The health care provider must complete the Physician/Practitioner’s Supplementary Certificate form upon receiving notice that their final DI payment will be issued. The form can be completed and submitted online if an individual becomes disabled after the expiration date of the original claim period. Please call 800-480-3287 if you would like a copy of the form. If a healthcare professional is unwilling to sign off on the extension, a second opinion may be obtained. To continue receiving benefits, the health care professional must complete the form if they see a different physician/practitioner.
Several states and Puerto Rico offer partial wage replacement programs called state disability benefits. Benefits will be available after a seven-day waiting period, provided the participant has been employed and has a medical professional to attest to their condition. All of the programs do not allow the collection of Worker’s Compensation.
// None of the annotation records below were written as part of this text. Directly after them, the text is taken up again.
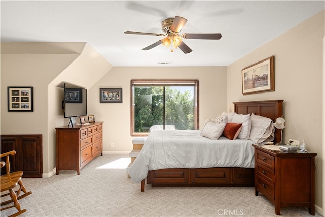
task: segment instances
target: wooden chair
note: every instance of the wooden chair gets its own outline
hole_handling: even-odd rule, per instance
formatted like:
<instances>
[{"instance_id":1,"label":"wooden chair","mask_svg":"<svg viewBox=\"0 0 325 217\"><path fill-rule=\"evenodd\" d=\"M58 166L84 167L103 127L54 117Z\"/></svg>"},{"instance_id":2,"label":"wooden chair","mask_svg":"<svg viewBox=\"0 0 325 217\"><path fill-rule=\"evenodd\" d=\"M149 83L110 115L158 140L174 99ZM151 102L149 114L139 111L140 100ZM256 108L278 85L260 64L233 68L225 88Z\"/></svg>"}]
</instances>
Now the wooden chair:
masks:
<instances>
[{"instance_id":1,"label":"wooden chair","mask_svg":"<svg viewBox=\"0 0 325 217\"><path fill-rule=\"evenodd\" d=\"M6 157L6 162L2 161L0 163L0 165L1 166L1 168L6 165L6 174L5 175L2 175L0 176L0 179L1 180L0 185L1 192L2 193L2 192L5 191L9 191L9 193L5 193L2 195L1 197L10 195L10 197L11 198L11 199L2 202L1 206L9 204L13 202L14 202L13 205L1 208L1 211L15 207L18 210L18 212L11 215L11 216L16 216L19 215L20 214L27 211L26 209L23 209L22 210L21 209L20 204L19 203L18 200L23 198L31 194L31 191L27 191L26 188L24 186L22 181L21 180L21 177L23 174L23 171L17 171L10 173L9 156L13 156L15 154L16 151L13 150L0 154L0 158ZM18 191L14 191L13 189L18 185L20 186L19 190ZM24 194L20 195L22 191Z\"/></svg>"}]
</instances>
State Disability Insurance FAQs
Q. What states have their own disability insurance?
As of January 2023, the only states to offer short-term or temporary disability benefits are California, Hawaii, New Jersey, New York, and Rhode Island.
Q. What state gets the most disability?
Among states with the highest percentages of disabled residents in 2021, West Virginia, Mississippi, and Kentucky accounted for the most. West Virginia’s population at that time was estimated to have a disability of almost 19 percent. CDC statistics show that the lowest disability rates were found in Utah, New Jersey, and California.
Q. Is California state disability insurance mandatory?
According to the California Unemployment Insurance Code, State Disability Insurance (SDI) contributions are mandatory. Your employer may approve a Voluntary Plan instead of SDI coverage for most employees.
Q. What are the eligiblities of State disability insurance?
Employees must meet the following basic requirements to qualify for DI benefits: Being unable to work regularly or customarily for eight consecutive days. When disabled, the individual should be working or actively looking for work.